- Directed by: Bob Carlson
- Story by: Ralph Wright Bill Berg
- Produced by: Walt Disney
- Starring: Clarence Nash Pinto Colvig Fred Shields
- Music by: Oliver Wallace
- Color process: Technicolor
- Production company: Walt Disney Productions
- Distributed by: RKO Radio Pictures
- Release date: August 1, 1947 (U.S.);
- Running time: 6:01
- Country: United States
- Language: English

= Crazy with the Heat =

1947 Donald Duck cartoon

Crazy with the Heat is a 1947 Walt Disney Productions cartoon featuring Donald Duck and Goofy. This was the last Donald & Goofy short film produced.

==Plot==
The cartoon begins on a Sahara Desert road, and Donald and Goofy's car breaks down and runs out of Gas. Donald and Goofy are now forced to walk down the desert path. Eventually, Donald collapses from dehydration. Goofy then pulls out a canteen and drinks it. Donald snatches it from Goofy, pointing out they're lost. Goofy pulls out a tiny map to see if they are going in the right direction with a magnifying glass, but soon the map catches fire due to the glass' ray hitting the map. In a panic, Goofy snatches the canteen from Donald to put it out, wasting all their water in the process. One last drop falls into the sand, which Donald immediately starts digging for.

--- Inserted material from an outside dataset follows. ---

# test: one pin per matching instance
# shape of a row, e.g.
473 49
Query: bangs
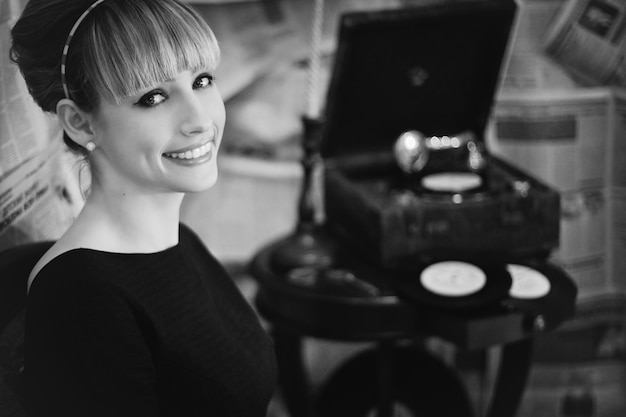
135 45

Goofy then decides to go out on his own. He goes west in the desert, but then sees a soda fountain, and decides to wet his whistle. There an Arab Spirit appears and Goofy asks him for a soda. Just as Goofy was about to enjoy his soda, it vanishes, revealing it was just a mirage. Goofy, confused, asks the spirit what happened, but he gives Goofy two more sodas. Goofy tries again to drink another soda, but they vanish as well. The spirit then offers four more sodas. After whistling for a short time, Goofy tries to grab all four sodas, but they just vanish. Goofy, now fed up, leaves the mirage, but the spirit commands him to owe him six bucks, but Goofy refuses. The spirit forces Goofy to clean several dishes.

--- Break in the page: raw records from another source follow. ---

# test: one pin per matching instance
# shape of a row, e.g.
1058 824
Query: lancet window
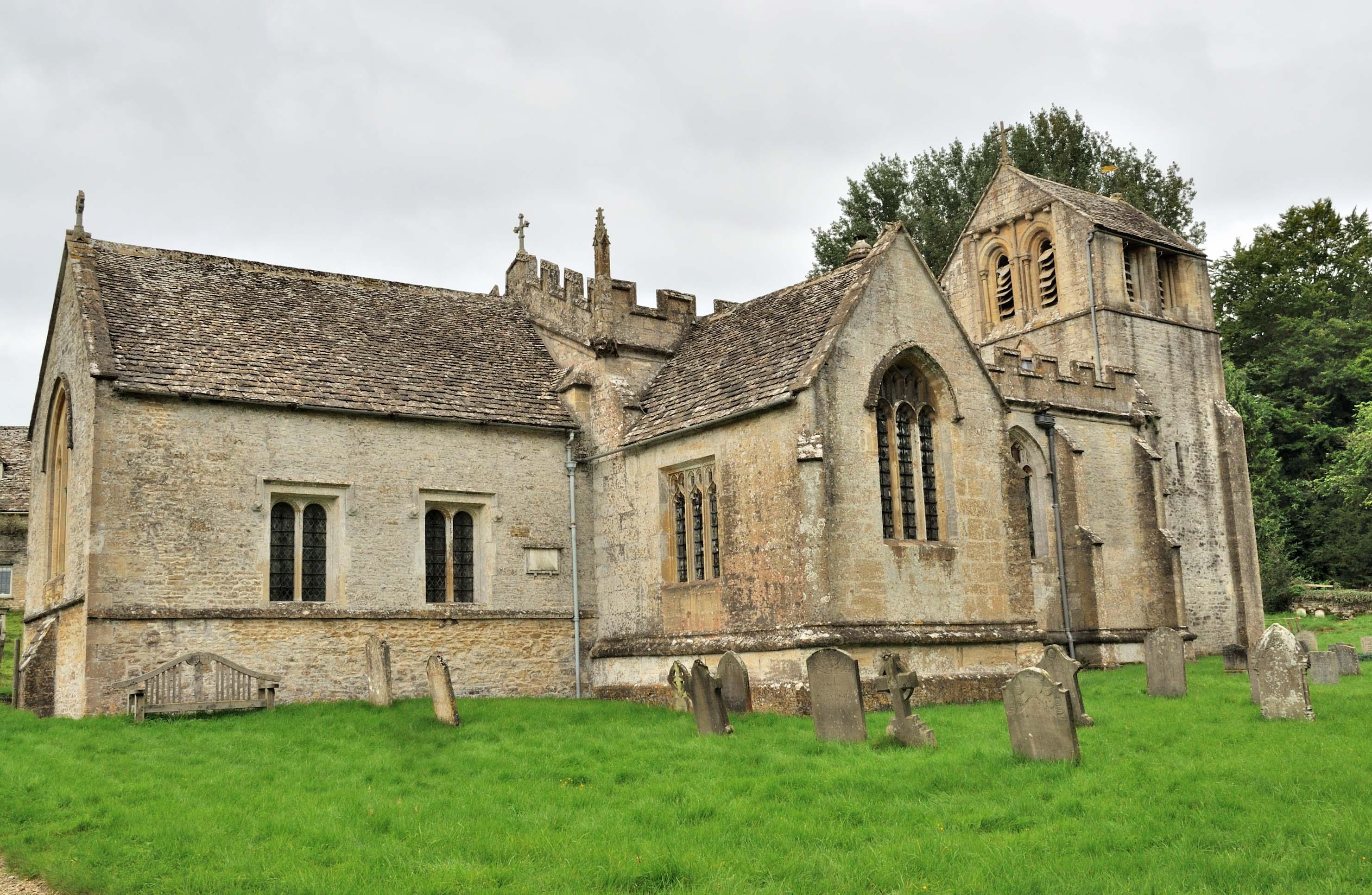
906 445
696 537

Meanwhile, Donald, exhausted from the heat, complains for water, and soon sees an Iceberg, and rushes to hug it, but the iceberg vanishes. Donald tries again and again, but the iceberg was just a mirage.

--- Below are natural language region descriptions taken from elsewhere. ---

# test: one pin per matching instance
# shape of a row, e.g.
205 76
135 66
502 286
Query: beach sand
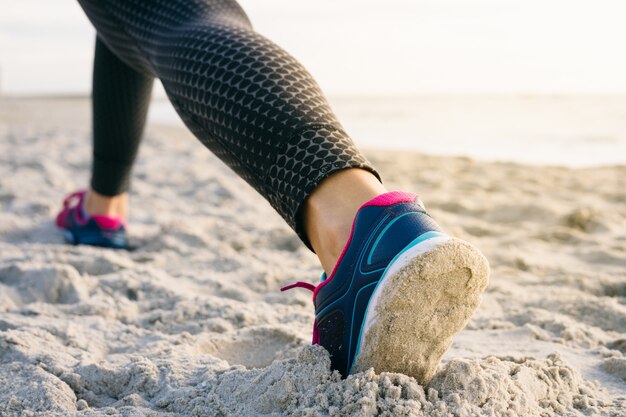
192 322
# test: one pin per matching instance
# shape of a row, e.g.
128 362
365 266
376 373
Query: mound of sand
191 323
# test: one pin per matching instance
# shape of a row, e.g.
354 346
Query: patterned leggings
243 97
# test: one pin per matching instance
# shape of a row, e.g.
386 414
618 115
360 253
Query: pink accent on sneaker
310 287
392 197
73 206
69 204
108 222
387 199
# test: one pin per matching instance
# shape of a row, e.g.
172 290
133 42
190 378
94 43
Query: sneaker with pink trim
398 293
95 230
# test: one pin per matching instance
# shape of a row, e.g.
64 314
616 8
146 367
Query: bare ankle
115 206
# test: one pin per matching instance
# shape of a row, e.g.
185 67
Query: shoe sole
425 297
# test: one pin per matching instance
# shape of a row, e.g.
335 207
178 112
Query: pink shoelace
310 287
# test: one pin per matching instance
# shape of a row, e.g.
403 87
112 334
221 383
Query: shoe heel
422 300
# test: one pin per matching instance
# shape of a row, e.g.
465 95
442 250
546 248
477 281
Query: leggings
247 100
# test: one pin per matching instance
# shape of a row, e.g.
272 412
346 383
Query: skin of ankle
330 209
116 206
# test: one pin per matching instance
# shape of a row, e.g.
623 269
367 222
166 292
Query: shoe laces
310 287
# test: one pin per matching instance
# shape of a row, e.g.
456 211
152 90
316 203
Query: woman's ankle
330 209
99 204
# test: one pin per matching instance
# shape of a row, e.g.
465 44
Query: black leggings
243 97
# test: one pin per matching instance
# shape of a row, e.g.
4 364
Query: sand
192 322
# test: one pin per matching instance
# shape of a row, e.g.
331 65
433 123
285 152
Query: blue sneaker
398 293
95 230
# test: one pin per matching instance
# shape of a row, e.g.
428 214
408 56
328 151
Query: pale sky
366 47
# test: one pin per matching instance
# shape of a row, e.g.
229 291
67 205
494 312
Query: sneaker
96 230
398 293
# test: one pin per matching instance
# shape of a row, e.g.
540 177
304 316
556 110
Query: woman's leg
246 99
120 102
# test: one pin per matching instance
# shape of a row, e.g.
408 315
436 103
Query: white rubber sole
425 297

Donald and Goofy crash into each other, and break several dishes. The angry spirit appears and attacks them with a sword, and Goofy and Donald run away, but soon spot a Camel. They jump on to the camel and escape the desert, ending the cartoon.

==Voice cast==
- Clarence Nash as Donald Duck
- Pinto Colvig as Goofy
- Fred Shields as the Oasis Soda Fountain Proprietor

==Home media==
The short was released on December 11, 2007, on Walt Disney Treasures: The Chronological Donald, Volume Three: 1947-1950.